Alors, l’entrée de tels agents dans le champ si complexe qu’est celui de la ville a constitué une véritable gangrène pour le développement urbain et la construction de l’habitat humain dans notre pays. En effet, on ne peut pas entrer dans un jeu alors qu’on n’en maîtrise pas les règles, ni fait leur apprentissage. Autrement dit, on ne doit pas bricoler avec la ville surtout qu’elle constitue l’habitat humain. Car comment peut-on confier la promotion de l’habitat du plus grand nombre à des agents externes au métier de construction de l’habitat ? En quoi ceux que je nommerais, volontiers, marchands de briques et de champs auxquels on pourrait ajouter les délinquants ou trafiquants fonciers peuvent-ils apporter de vrais remèdes au problème plus que préoccupant du logement décent pour tous ?

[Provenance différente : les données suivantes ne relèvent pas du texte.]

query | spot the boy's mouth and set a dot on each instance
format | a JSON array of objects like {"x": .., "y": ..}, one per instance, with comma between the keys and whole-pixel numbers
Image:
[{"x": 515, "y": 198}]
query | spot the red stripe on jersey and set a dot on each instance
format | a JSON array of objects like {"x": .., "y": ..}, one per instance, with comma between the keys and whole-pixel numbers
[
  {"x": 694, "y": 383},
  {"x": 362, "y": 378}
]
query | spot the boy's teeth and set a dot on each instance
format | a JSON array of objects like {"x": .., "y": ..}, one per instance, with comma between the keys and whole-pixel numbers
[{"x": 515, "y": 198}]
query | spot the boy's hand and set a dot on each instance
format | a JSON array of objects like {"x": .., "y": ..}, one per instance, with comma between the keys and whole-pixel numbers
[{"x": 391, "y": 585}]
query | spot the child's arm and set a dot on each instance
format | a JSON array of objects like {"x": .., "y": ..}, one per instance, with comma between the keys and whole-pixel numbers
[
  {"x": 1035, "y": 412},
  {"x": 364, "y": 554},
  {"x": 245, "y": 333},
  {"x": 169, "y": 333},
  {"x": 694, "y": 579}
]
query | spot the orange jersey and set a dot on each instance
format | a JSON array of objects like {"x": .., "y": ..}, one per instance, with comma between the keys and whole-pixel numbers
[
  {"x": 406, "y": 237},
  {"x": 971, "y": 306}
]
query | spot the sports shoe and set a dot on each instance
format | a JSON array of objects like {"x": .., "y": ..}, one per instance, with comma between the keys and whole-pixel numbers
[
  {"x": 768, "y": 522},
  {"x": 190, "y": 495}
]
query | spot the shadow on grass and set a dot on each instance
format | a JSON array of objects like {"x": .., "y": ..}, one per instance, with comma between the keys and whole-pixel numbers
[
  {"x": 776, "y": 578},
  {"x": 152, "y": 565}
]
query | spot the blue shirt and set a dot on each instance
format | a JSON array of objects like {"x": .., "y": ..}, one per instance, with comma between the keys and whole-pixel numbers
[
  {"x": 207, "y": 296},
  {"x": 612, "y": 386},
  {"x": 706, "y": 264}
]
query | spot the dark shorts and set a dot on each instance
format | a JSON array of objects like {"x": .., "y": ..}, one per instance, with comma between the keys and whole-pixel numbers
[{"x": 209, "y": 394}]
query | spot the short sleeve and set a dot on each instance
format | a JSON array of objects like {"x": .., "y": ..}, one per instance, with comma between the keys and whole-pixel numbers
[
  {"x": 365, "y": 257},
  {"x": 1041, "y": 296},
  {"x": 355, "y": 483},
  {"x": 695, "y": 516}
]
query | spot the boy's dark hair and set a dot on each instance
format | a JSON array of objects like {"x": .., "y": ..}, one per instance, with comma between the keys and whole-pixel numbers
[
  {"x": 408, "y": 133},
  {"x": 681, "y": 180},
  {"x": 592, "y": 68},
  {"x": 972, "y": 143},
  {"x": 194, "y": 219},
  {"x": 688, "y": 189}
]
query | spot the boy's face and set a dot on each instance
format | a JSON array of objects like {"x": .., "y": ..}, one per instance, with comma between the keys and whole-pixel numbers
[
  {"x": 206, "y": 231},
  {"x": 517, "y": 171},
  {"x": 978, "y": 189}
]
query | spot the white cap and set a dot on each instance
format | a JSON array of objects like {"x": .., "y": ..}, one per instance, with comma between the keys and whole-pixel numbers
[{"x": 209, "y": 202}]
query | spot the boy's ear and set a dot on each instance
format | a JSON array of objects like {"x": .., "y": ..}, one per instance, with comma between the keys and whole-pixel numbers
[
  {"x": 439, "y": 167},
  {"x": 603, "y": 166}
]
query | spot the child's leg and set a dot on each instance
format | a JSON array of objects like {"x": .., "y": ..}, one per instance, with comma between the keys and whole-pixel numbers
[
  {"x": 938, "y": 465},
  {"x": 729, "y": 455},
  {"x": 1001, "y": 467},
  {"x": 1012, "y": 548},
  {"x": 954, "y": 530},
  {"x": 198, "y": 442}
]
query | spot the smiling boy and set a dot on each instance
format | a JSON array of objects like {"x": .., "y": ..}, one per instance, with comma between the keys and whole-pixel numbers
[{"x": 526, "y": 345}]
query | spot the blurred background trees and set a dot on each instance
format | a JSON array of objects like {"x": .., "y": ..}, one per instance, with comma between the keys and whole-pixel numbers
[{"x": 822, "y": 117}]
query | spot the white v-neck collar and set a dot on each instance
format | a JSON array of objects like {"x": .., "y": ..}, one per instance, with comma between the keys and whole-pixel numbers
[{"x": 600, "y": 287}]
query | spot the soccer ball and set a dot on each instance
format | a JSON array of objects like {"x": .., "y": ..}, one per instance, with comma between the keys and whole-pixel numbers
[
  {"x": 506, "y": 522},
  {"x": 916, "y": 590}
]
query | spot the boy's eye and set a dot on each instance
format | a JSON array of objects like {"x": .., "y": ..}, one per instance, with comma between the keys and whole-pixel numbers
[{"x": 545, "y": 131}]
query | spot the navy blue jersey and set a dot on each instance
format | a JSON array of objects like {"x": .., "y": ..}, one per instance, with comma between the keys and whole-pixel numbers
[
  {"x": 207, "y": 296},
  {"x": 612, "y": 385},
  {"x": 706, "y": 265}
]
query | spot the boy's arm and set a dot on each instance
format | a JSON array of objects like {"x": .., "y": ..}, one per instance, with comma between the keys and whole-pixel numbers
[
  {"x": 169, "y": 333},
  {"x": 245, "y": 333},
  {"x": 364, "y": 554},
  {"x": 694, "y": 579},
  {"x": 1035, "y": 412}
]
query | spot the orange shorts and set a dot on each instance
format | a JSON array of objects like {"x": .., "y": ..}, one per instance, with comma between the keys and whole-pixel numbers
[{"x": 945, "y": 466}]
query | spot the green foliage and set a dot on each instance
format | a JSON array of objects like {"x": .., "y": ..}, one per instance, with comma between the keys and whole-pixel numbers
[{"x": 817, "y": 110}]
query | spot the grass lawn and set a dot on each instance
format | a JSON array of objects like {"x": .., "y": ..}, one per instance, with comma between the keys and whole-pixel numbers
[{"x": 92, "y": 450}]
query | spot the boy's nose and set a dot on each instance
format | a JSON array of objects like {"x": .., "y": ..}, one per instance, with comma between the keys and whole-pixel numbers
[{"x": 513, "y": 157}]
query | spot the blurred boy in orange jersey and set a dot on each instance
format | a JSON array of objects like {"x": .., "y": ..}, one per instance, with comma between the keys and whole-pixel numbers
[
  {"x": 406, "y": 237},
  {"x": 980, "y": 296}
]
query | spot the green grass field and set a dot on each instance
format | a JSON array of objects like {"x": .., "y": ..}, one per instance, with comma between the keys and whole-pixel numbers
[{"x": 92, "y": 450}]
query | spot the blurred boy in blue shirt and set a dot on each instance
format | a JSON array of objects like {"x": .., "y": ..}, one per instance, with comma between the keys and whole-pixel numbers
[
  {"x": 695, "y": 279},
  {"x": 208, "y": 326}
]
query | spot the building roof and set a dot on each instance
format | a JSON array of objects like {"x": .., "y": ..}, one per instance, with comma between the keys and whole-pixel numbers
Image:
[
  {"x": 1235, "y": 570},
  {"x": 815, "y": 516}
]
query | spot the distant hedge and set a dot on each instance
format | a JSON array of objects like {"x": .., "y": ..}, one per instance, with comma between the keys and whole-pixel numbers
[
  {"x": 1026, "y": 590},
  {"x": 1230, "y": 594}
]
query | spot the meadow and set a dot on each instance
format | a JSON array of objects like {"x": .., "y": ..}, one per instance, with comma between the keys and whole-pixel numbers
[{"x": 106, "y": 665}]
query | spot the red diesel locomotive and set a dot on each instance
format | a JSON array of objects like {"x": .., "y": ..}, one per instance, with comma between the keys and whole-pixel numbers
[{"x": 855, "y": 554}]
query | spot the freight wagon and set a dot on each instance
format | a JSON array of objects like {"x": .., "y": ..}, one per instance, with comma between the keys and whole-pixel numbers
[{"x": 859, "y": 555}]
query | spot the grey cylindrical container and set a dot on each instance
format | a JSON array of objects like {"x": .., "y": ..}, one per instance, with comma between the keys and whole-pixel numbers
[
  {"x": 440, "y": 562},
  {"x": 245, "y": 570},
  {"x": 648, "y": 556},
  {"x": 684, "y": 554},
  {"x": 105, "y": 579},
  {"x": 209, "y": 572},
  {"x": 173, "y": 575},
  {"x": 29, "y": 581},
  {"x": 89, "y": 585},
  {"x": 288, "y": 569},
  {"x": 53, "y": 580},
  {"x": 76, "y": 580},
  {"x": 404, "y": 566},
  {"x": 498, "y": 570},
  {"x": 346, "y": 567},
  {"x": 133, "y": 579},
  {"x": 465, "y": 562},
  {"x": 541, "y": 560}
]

Non, on ne peut pas remettre la « ressource terre » qui, jadis était un bien à exploiter par la communauté, à des aventuriers dont la finalité demeure la transformation de celle-ci en bien marchand, ce, au détriment de la collectivité généreuse. L’une des conséquences les plus manifestes de cette situation reste la prolifération de tels indices dans nos villes, surtout à Dakar. Il s’agit notamment de la zone des Almadies, Ouest Foire, Liberté 6 extension, etc. Ces quartiers sont pourtant en quête du label « Quartier chic ».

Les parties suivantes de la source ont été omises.